Another new concept that Shelnutt's research has revealed is that many hemes change shape and go from one distortion to another as they perform their work. For example, when a certain protein binds with oxygen, the heme in the protein changes shape, loosing its ruffling distortion. This causes the protein itself to change shape, turning off a biochemical reaction called nitrogen fixation. Then, when oxygen is no longer around, the heme ruffles once again, and nitrogen fixation is switched back on.
"Sometimes, though, the heme doesn't change at all," Shelnutt says. "It just depends on the job that needs to be done."
Shelnutt's interest in protein analysis and hemes dates back about ten years when he was researching the prospect of engineering molecules to, for example, change gaseous fuel to liquid fuel. Having a history of working with heme proteins at Bell Labs, he wondered if a protein could alter the heme's shape and function as well.
Shelnutt believes that his discovery might lead to changes in the way diseases are treated in the future or for other scientific advances. In collaboration with a French scientist, he is already using his knowledge to develop new anti-inflammatory drugs.

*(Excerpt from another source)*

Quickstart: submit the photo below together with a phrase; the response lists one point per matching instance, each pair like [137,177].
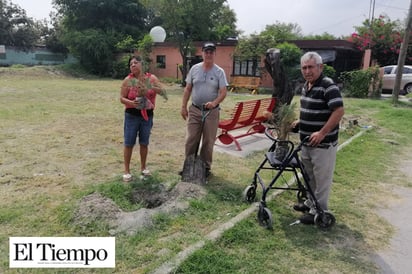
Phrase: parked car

Another possibility is to understand how hemes from another protein Shelnutt is working with convert sulfites or nitrites -- common pollutants -- into hydrogen sulfide or ammonia. Then, analogous arrangements of hemes could be chemically engineered, produced in batches, and released to clean up waste sites.
"The revelation that heme shape is correlated to a protein's function is so new that we don't yet know where this knowledge can take us," Shelnutt says. "We have a new key to better understand life and now we have to figure out what to do with it."